When you program a Win32 API game, are you just "drawing" and "moving" the drawing?
--Garfield
Win32 dosent do the drawing, well it can, but nothing complex.
Thats where Direct3D and OpenGL come in. most mail loops are just
{
Check for messages
Dispatch Messages
Draw the Scene
Update the scene depending on the time it took to draw
start over
}
Okay, I understand. Thanks.
I'm going to learn allegro, but is DirectX pretty hard to learn?
--Garfield
I reccomend OpenGL, Its easy to learn.
Do you do allegro?
Haha, that's a funny spelling error :DQuote:
Originally posted by Eber Kain
most mail loops are just
No i dont do allegro.
You can draw stuff to the screen the first day you pick up OpenGL, and ive never looked back from there.
i do some allegro... and all my behold stuff is vesa scratch... so... if you need that kind of help, pm me... :) oh, and i've not looked back either... and look what neat things i've beheld... :) hint hint, check out my demonstration...
DirectX is pretty simple, too. Easy to learn, doubly easy if you know the WinAPI.
Took me ~25 mins to get a DirectX program working the first time.
Arg!!! All the game programming languages...which to choose!
What do you all think?
--Garfield
> doubly easy if you know the WinAPI.
Oh, and I do know (well, I'm learning right now) Win32 API.
A typical Windows program (win32 api) is not really designed for game programming. It is designed to give control back to the OS so multi-tasking is faster. I like Allegro because you can make it use DirectX and/or OpenGL. OpenGL is nice, but doesn't work well on some hardware, and has no support for sound, networking, etc. DirectX is a bit clunky in my opinion, but a good option for Windows only as it supports most gaming elements (graphics, sound, networking). It isn't cross platform like OpenGL though.
Allegro wraps the best libs on each platform, gives you their speed, and makes it completely cross platform. That's enough for me, but to each their own.
Whatever you choose, it is important not to "look back" as the others have said. Concentrate on that one lib, know it inside and out. You will be a much stronger game programmer much sooner. In the end, it is you that makes the lib good or not.
-Justin
OpenGL and Allegro are nice choices for cross platform -- but it can be hard to make a truly cross-platform game that works well on all platforms.
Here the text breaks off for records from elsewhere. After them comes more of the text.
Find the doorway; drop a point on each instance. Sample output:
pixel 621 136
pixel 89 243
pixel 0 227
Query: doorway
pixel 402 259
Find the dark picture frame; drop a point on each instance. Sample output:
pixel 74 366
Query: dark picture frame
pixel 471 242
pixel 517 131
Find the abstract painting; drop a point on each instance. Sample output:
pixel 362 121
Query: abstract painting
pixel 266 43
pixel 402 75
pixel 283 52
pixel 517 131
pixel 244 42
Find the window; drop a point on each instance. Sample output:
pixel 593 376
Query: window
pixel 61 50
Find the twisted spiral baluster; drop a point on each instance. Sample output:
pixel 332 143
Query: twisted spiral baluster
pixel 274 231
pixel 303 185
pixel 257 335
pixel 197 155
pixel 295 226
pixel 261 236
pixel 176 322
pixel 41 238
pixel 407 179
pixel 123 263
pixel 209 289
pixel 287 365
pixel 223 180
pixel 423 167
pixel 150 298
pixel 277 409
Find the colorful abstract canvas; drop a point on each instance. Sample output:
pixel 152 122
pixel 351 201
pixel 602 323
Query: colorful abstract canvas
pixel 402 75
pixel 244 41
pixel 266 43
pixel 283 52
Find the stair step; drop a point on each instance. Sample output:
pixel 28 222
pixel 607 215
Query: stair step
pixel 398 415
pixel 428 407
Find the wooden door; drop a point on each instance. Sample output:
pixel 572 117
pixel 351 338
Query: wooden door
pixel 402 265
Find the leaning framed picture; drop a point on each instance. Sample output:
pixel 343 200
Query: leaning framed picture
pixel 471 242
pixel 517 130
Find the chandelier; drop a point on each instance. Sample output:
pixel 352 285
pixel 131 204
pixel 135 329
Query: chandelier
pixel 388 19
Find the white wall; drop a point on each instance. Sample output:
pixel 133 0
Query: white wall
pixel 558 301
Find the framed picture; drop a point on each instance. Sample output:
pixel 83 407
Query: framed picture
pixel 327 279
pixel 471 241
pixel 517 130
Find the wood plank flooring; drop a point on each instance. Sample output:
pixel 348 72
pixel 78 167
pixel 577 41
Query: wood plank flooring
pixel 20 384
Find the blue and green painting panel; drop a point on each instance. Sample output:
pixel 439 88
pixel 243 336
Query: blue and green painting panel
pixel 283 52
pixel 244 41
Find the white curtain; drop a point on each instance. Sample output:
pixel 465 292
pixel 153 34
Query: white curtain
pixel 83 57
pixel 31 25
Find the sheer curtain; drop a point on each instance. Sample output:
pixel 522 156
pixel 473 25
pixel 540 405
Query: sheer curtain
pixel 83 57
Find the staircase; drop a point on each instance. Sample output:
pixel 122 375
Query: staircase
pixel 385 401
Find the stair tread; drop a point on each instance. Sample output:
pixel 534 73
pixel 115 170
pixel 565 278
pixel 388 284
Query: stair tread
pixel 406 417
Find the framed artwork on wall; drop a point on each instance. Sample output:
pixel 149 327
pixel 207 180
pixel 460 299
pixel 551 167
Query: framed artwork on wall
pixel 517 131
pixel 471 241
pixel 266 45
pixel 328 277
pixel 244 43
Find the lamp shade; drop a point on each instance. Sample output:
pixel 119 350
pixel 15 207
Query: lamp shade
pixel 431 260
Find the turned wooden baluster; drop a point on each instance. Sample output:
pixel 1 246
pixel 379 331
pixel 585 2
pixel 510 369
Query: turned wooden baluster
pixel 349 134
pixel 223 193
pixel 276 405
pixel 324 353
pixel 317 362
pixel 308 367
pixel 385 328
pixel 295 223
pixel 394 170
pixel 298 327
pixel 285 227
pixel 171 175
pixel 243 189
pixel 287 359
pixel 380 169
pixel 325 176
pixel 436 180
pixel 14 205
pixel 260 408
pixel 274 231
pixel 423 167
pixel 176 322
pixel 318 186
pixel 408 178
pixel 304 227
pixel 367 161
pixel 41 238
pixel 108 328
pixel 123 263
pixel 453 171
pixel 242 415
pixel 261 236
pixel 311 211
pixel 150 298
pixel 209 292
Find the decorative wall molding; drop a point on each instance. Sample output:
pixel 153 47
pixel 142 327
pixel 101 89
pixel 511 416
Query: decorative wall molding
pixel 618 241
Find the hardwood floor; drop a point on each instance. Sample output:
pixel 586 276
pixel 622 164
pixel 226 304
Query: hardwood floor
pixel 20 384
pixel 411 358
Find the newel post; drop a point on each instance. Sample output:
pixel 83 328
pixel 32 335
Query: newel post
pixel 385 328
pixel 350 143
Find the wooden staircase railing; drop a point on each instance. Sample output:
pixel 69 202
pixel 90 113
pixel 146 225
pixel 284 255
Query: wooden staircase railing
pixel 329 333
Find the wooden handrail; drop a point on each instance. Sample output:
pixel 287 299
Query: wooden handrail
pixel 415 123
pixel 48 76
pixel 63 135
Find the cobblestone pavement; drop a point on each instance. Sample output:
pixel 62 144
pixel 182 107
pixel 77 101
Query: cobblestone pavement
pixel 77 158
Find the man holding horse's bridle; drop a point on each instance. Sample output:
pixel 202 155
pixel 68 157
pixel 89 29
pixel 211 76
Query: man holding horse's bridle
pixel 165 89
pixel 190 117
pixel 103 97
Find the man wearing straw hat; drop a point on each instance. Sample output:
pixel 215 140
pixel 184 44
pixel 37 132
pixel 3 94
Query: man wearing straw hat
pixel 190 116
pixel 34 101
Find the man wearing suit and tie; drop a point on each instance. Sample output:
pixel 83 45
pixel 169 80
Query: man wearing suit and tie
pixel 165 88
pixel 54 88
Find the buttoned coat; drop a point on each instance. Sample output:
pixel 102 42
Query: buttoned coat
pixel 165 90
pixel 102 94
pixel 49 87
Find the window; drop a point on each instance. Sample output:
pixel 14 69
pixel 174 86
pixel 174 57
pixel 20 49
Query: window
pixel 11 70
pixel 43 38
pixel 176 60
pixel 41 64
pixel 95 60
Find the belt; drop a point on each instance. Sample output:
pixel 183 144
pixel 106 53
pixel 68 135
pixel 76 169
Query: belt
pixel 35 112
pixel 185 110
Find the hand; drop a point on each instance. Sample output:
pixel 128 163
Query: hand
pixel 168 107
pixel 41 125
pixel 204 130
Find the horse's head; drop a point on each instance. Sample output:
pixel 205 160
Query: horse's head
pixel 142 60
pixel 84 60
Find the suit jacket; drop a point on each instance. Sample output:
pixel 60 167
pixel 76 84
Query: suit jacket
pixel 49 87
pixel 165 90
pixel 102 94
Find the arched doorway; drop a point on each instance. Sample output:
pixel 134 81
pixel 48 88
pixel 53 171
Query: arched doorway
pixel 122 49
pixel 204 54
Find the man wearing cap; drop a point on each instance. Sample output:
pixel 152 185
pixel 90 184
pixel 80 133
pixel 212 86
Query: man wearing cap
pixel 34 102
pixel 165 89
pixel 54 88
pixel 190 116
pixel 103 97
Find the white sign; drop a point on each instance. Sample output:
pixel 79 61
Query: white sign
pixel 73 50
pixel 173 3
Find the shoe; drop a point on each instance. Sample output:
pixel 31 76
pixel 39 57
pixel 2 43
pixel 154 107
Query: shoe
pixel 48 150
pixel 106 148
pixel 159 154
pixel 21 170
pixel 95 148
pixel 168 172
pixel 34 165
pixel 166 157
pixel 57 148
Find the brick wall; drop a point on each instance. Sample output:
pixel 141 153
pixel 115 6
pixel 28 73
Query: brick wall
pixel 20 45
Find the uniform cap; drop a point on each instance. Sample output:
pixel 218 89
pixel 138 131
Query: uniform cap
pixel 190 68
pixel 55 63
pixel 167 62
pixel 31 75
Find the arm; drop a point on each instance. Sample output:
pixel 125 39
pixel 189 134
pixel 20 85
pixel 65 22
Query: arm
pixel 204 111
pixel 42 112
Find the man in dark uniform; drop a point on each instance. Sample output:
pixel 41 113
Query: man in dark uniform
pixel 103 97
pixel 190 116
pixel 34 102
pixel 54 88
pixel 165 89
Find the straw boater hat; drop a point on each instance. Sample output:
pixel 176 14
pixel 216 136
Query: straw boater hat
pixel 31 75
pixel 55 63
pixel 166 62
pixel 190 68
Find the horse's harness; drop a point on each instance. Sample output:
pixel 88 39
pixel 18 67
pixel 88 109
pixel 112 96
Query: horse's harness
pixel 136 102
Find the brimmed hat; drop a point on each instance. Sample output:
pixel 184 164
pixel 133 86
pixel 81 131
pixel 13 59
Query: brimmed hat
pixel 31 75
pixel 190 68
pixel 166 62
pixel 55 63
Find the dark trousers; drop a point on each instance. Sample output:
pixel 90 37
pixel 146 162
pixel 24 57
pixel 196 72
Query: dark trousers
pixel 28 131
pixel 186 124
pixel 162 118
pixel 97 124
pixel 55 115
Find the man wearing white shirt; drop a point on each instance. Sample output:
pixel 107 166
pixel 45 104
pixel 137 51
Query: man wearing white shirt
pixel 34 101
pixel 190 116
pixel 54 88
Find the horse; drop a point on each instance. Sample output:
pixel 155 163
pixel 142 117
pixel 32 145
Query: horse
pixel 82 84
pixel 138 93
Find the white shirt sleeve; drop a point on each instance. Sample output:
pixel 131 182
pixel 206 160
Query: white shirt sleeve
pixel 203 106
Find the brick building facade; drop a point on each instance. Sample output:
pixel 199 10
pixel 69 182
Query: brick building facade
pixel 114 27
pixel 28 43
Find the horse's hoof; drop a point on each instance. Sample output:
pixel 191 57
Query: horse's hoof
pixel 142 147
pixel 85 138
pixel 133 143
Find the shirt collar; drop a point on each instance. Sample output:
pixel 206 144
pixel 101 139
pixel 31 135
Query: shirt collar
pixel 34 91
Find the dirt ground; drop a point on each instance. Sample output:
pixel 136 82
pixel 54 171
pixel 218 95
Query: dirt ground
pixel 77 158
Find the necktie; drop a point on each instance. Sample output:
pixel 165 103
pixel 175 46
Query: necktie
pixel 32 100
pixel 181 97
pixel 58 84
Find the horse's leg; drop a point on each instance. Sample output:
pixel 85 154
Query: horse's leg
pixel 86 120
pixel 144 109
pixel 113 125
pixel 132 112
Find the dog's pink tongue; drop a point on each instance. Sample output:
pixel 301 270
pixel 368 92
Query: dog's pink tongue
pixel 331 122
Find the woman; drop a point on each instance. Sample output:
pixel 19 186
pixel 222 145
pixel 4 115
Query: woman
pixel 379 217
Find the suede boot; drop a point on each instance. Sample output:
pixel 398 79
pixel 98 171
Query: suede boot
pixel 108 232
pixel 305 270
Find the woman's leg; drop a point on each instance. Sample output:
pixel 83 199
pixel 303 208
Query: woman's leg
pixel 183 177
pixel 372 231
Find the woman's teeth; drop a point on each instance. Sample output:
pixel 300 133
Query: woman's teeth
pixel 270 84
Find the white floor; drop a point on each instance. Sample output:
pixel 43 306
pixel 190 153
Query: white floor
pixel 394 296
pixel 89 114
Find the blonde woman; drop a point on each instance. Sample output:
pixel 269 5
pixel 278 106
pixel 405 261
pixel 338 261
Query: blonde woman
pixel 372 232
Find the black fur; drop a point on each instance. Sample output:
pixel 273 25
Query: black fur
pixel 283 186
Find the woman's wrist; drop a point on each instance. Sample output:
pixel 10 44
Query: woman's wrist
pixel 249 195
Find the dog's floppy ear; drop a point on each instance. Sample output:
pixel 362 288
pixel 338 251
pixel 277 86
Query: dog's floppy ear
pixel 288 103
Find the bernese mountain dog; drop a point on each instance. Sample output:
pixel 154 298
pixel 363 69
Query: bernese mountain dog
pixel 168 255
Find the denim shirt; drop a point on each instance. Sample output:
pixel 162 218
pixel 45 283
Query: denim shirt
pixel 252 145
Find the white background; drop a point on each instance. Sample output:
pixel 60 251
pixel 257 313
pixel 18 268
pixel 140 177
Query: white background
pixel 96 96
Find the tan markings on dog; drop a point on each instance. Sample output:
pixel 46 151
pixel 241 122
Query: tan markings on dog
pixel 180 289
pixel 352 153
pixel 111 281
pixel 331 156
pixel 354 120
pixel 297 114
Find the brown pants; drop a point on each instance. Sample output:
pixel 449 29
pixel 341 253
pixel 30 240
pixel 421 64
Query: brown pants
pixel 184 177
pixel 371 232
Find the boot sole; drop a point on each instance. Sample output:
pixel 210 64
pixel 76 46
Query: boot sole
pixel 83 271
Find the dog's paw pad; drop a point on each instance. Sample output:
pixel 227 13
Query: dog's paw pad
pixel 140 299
Being as I only write games for Win32 anyway (I like to use MMX/3DNow when applicable to handle certain math operations faster) and I like to keep myself familiar with WinAPI style programming, I like DirectX. It's also wonderful for keyboard/joystick handling; I plan to move my sound routines into DirectSound soon, I haven't done so yet.
I haven't looked at the DirectX 8 SDK yet (I'm currently in a different state from my copy of Win98 so I've got Win95 installed, and DX8 won't work on Win95) but using the DX7 SDK, it's easy to learn how to use DirectX. They have step-by-step tutorials which can get you up to speed relatively quickly.
The sample programs are kind of poor style (more globals than needed, etc), and sometimes they show you a kind of poor way to do certain things (like using standard GDI calls instead of DirectX calls) but overall they're helpful.
Allegro it is. Now I just have to dl djgpp to compile the lib.
Yeah, installation is the rough part. You can delete djgpp if you like after it is done. :p
Justin, I'm going to e-mail you so I can get all my thoughts all sorted out, okay? Thanks.